Les rois et les reines comme archétypes de toutes les dérives de l'humanités
Les rois et les reines comme archétypes de toutes les distorsions psychiques des hommes  (Photo Le Pacte)

BlogCes trois contes parlent du désir à l’heure où il se transforme en obsession au point de conduire à des gestes irréversibles. Rester souverain devient une mission impossible et vire le plus souvent au tragique quand il s’agit de régner sur ses pulsions. Ce film fantastique fait le récit d’une reine en mal d’enfant, d’un roi libidineux et pervers et d’un autre roi complètement infantile, amoureux d’un arthropode hideux et dégoûtant.

Les différents récits ne sont pas liés si ce n’est par les thèmes universels qui les traversent. Volonté de puissance et soumission à la reconnaissance, fantasme de l’éternelle jeunesse, objectivation des enfants, besoin d’émancipation relativement aux parents ; les leçons très anciennes des contes de Giambattista Basile n’ont pas pris une ride et témoignent d’une actualité brûlante. En jouant sur les archétypes et les sentiments humains exacerbés par des situations extrêmes, ils restent le miroir de notre société comme ils l’ont été depuis le XVIe siècle.

Quand la luxure et la cupidité gouvernent le monde
Quand la luxure et les apparences gouvernent le monde (Photo Le pacte)

Des sorcières, des sortilèges, des entrailles et du sang

Ces contes sont très différents de ceux que l’on connaît : pas de prince charmant ni de belle-mère cruelle, mais surtout pas de mariage heureux avec beaucoup d’enfants en guise de happy-end.
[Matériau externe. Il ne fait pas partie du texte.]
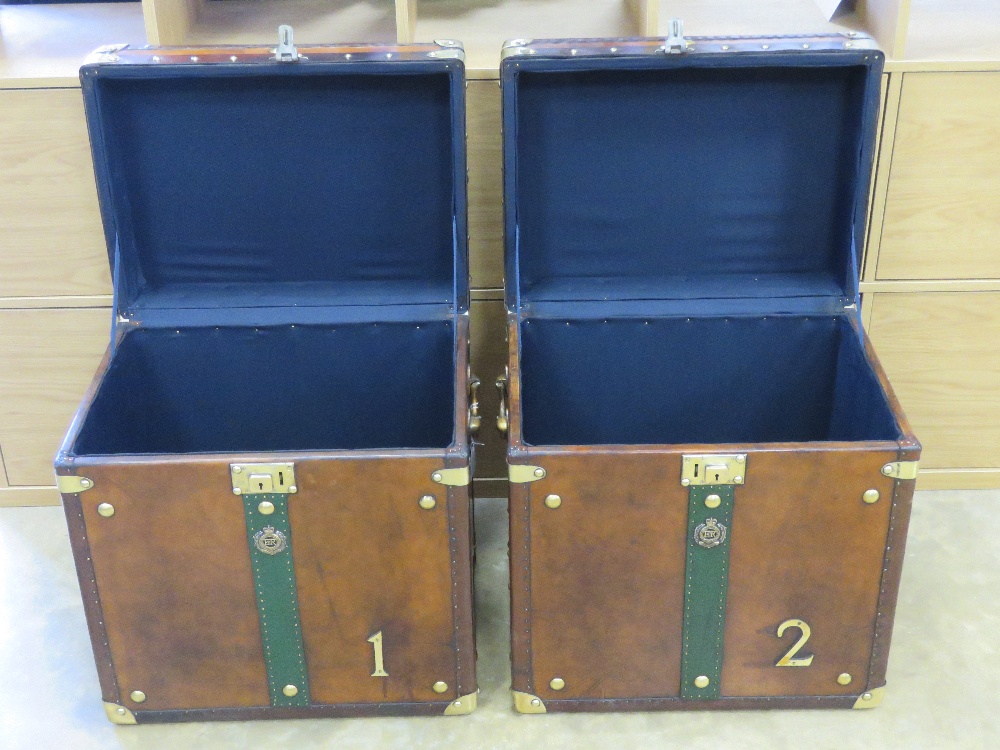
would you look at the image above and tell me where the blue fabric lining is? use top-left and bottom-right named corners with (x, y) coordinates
top-left (519, 315), bottom-right (900, 446)
top-left (503, 54), bottom-right (881, 313)
top-left (83, 62), bottom-right (467, 321)
top-left (73, 322), bottom-right (456, 455)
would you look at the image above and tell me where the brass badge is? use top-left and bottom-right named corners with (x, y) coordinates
top-left (694, 518), bottom-right (727, 549)
top-left (254, 526), bottom-right (288, 555)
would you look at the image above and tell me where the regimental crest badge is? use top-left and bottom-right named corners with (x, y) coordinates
top-left (254, 526), bottom-right (288, 555)
top-left (694, 517), bottom-right (727, 549)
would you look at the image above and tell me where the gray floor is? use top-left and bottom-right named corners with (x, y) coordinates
top-left (1, 491), bottom-right (998, 749)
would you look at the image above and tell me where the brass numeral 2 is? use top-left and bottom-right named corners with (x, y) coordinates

On est très loin du monde de Disney et même de celui des « anti-contes » dans lequel la Dreamworks nous plonge depuis quelques années. Tale of Tales est trash, gore et souvent effrayant. Il mélange la beauté avec la laideur, tout en entraînant l’horreur et la misère de la déchéance humaine dans une valse endiablée qui semble ne plus jamais pourvoir s’achever.

Giambattista Basile dont Le Conte des contes (rebaptisé plus tard Le Pentamerone) est écrit en italien, a inspiré les plus grands : de Perrault aux frères Grimm jusqu’à Tolkien. C’est dans ce monument de la littérature transalpine que Matteo Garrone puise une énergie créatrice de plus en plus rare sur nos grands écrans. Aux personnages glauques dont il s’inspire, Garrone ajoute son penchant déjà connu pour la violence et pour les conséquences extrêmes des décisions excessives (comme dans l’excellent Gomorra).

La Bande-Annonce

Un univers de symboles mais jamais de Happy-End

Ici, les femmes les plus belles sont fécondées par des monstres, les époux sont des ogres qui parviennent à leurs fins cannibales, et les rois nourrissent quotidiennement des pulsions honteuses et dégoûtantes. Si la mère consomme de la chair fraîche avec ses doigts c’est qu’elle est insensible et sans cœur ; quant à son fils, il se dédouble entre celui qui obéit et celui qui échappe à la castration jusqu’à tuer sa génitrice.

La mère sans cœur, est dévorante et castratrice
La mère sans cœur, est dévorante et castratrice (Photo Le Pacte)

Grandeur et décadence, noblesse et trivialité, vices et libido sont mis à nu, parés des plus beaux costumes d’époque, dans des décors à couper le souffle. La violence du désir -soulignée par un personnage de mage noir- se joue des hommes et leur fait payer leurs rêves de « toute jouissance » au prix fort.

Cette vieille teinturière prête à se faire écorcher par un barbier pour rajeunir, semble être tout droit sortie du règne de la chirurgie esthétique et du royaume très tyrannique des apparences. Seul l’amour peut nous rajeunir, mais ses effets sont éphémères, et la réalité de ce que nous sommes finit toujours par faire écrouler les constructions de notre imaginaire.

L'amour peut-il réparer les marques du temps, ou sommes nous définitivement des monstres?
L’amour peut-il réparer les marques du temps, ou sommes nous définitivement des monstres? (Photo le Pacte)

L’horreur peut-elle remplacer l’émotion ?

Ce film très riche en images à haute teneur en sensations fortes, a en définitive le pouvoir de nous transformer en gorgones et nous laisse le plus souvent de marbre. Le rythme est inégal et le propos qui aurait pu être passionnant finit par perdre en intensité. Malgré la grande virtuosité de ce cinéma foisonnant, on a davantage le sentiment d’être dans un jeu de rôles que d’être immergé dans un monde fantastique.

La beauté d'une reine peut cacher la cruauté d'une mère castratrice
La magnificence d’une reine peut cacher la cruauté d’une mère castratrice (Photo Le Pacte)

Il y a du conte dans les moindres détails, mais l’ensemble manque de magie, de ce quelque chose qui opère malgré nous. On aurait tant souhaité réveiller cet autre nous-même depuis trop longtemps anesthésié par tous les démons qui se sont incrustés dans notre vie ! On aurait bien voulu aussi que l’adulte laborieux mis à l’épreuve de ses désirs inconscients puisse renaître des cendres de son enfance.

À voir à Strasbourg dans les cinémas Star et UGC Ciné-Cité.